Sie erschrecken auch die einzügigen Hauptschulen; über 800 sind es. Sie kriegen Ärger mit den eigenen Leuten, die natürlich merken, dass da vor Ort einiges brodelt – und das vor der Kommunalwahl im nächsten Jahr. Trickreich schaffen Sie nun die Hauptschulempfehlung ab, ohne die Hauptschulen abzuschaffen. Das nenne ich schlichtweg feige.

(Beifall bei der SPD)

Die Verlierer, meine Damen und Herren, sind die Schülerinnen und Schüler. Sie sind die eigentlichen Verlierer, ebenso wie die kleinen Hauptschulen.

Noch vor Kurzem führten Sie zur Rettung der Hauptschulen den sogenannten Praxiszug ein. Jetzt soll ein neues Firmen

schild her: Die Hauptschulen werden zur Werkrealschule. Der Praxiszug soll entfallen, und die Mittel sollen umgeschichtet werden. Ich frage mich: Was ist das denn für eine konfuse, stümperhafte Bildungspolitik, die Sie hier von sich geben? Das ist nicht durchdacht. Sie hüpfen von einem zum anderen, weil Sie nur der Getriebene sind und nicht mehr der Handelnde.

(Beifall bei der SPD)

Ihnen, Herr Rau – das sage ich klipp und klar –, fehlt die entsprechende Perspektive.

Schon heute, meine Damen und Herren, ist jede zweizügige Hauptschule Werkrealschule – übrigens auch einige einzügige Hauptschulen –; jede dritte Hauptschule ist heute schon Werk realschule.

(Abg. Karl Zimmermann CDU: Na also!)

Trotzdem ist die Akzeptanz der Hauptschulen, Herr Zimmermann – erkundigen Sie sich einmal –

(Abg. Karl Zimmermann CDU: Sehr hoch!)

vielleicht in Ihrer Vorstellung –, nach wie vor gering und wird weiter sinken.

(Abg. Dr. Klaus Schüle CDU: Nicht schlechtre- den!)

Nehmen Sie doch das Statistische Landesamt. Es hat klar und deutlich prognostiziert, dass die Schülerzahlen an den Hauptschulen in den nächsten Jahren um weitere 20 % zurückgehen werden.
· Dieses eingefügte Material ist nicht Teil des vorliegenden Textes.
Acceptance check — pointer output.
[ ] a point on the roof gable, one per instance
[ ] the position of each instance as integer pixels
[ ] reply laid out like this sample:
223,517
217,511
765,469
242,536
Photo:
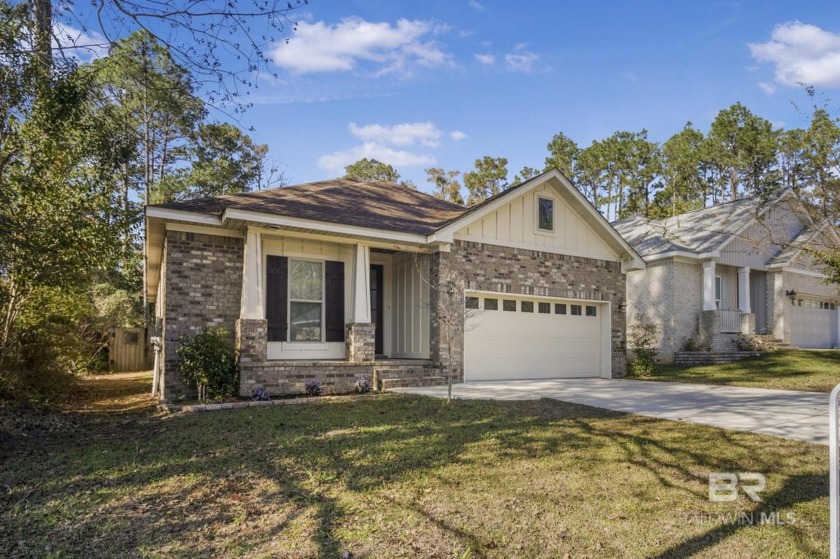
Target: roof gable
346,201
509,218
711,230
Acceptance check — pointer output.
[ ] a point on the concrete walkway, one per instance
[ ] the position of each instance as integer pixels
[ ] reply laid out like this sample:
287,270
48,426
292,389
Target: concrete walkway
787,414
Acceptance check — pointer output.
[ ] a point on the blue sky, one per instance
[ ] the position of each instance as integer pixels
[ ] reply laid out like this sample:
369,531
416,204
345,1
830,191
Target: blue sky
443,82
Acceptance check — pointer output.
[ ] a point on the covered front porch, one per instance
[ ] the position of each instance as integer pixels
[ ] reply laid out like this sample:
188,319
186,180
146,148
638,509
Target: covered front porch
316,308
734,300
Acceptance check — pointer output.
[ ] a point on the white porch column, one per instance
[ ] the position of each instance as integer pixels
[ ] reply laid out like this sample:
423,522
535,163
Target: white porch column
253,306
744,290
361,284
709,286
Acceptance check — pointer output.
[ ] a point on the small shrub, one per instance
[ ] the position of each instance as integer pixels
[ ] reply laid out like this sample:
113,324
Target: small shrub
313,388
207,363
642,340
363,385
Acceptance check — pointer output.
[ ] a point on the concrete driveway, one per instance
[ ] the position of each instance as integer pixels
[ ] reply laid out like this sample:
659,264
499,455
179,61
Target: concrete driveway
787,414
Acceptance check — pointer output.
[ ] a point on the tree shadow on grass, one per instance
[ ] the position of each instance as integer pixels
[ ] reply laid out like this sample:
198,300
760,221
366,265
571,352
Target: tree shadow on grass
253,480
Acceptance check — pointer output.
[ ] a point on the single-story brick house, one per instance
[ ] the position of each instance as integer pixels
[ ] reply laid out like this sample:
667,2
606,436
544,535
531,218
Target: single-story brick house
333,280
739,267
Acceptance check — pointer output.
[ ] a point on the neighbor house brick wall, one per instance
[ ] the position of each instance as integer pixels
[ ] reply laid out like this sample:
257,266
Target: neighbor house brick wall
496,268
670,295
203,285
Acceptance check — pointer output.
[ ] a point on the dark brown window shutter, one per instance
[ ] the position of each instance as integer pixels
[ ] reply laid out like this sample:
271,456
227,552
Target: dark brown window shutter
334,301
277,290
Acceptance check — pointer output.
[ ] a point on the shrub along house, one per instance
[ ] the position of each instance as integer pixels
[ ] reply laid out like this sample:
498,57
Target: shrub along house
336,279
740,267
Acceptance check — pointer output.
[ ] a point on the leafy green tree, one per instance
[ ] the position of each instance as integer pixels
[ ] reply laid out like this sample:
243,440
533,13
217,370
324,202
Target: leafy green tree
792,146
527,173
222,160
488,179
741,147
59,204
590,166
563,154
821,165
446,184
371,170
152,98
684,185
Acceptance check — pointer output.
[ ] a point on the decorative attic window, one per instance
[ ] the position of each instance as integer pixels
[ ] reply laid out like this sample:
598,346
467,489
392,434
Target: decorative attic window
545,214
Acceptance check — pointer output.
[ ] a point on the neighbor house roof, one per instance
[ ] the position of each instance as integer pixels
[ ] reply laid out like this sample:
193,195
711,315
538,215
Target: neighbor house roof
698,232
346,201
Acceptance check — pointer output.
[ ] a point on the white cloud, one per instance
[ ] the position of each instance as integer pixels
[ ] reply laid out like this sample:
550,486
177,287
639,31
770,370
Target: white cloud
354,42
477,6
336,162
400,134
802,53
521,61
767,88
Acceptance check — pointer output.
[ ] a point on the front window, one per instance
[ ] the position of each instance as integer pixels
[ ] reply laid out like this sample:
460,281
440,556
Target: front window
306,300
546,214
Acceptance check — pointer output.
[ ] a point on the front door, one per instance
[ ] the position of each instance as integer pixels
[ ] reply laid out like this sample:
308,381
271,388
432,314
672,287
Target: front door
377,311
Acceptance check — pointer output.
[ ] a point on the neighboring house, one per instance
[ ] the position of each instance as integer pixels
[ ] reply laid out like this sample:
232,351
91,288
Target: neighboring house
737,267
333,280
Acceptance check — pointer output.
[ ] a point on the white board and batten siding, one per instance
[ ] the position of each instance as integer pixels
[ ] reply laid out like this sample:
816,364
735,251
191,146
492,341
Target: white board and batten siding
517,344
515,225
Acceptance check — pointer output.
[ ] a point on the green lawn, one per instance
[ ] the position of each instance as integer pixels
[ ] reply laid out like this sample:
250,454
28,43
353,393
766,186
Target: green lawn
393,476
817,371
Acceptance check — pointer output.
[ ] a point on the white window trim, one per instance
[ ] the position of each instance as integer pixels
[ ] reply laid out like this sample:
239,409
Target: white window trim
537,227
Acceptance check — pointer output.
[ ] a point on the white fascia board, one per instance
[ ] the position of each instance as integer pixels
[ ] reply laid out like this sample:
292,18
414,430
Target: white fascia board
800,271
217,231
180,215
683,255
283,221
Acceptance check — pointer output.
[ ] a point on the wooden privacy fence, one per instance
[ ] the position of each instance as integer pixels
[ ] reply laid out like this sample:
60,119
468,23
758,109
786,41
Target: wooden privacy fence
127,350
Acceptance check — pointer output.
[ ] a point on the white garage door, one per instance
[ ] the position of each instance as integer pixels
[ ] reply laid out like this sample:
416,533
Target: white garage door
523,338
813,324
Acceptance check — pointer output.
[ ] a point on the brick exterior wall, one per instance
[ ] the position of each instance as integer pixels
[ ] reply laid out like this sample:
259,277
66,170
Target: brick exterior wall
670,295
512,270
360,338
203,285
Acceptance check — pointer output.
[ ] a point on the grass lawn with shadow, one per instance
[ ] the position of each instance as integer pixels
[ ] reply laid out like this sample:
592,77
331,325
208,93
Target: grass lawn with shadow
394,476
793,369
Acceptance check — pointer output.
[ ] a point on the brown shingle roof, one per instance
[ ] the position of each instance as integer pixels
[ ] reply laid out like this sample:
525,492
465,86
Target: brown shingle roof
346,201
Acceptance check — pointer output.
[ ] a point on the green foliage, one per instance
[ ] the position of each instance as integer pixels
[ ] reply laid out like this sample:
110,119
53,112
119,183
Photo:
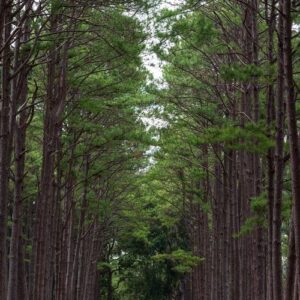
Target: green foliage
182,261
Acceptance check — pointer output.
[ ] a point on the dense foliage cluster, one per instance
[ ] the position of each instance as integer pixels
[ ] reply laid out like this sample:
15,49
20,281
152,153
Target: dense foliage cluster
115,186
(Abg. Dr. Klaus Schüle CDU: Keine Ahnung von der Realität! – Zuruf des Abg. Karl Zimmermann CDU)

Ich finde, der Schulleiter Roland Gärtner aus Flein in der Nähe von Heilbronn hat recht, wenn er Folgendes sagt:

Bald ist die Werkrealschule der unterste Schultyp und muss mit demselben Stigma leben wie jetzt die Hauptschule.

Das ist das Problem.

(Unruhe bei der CDU – Abg. Heiderose Berroth FDP/ DVP: Wenn wir sie ganz abschaffen, dann gilt das bald für die Realschule! – Zuruf des Abg. Helmut Walter Rüeck CDU)

Deswegen ist Ihr Weg der falsche Weg.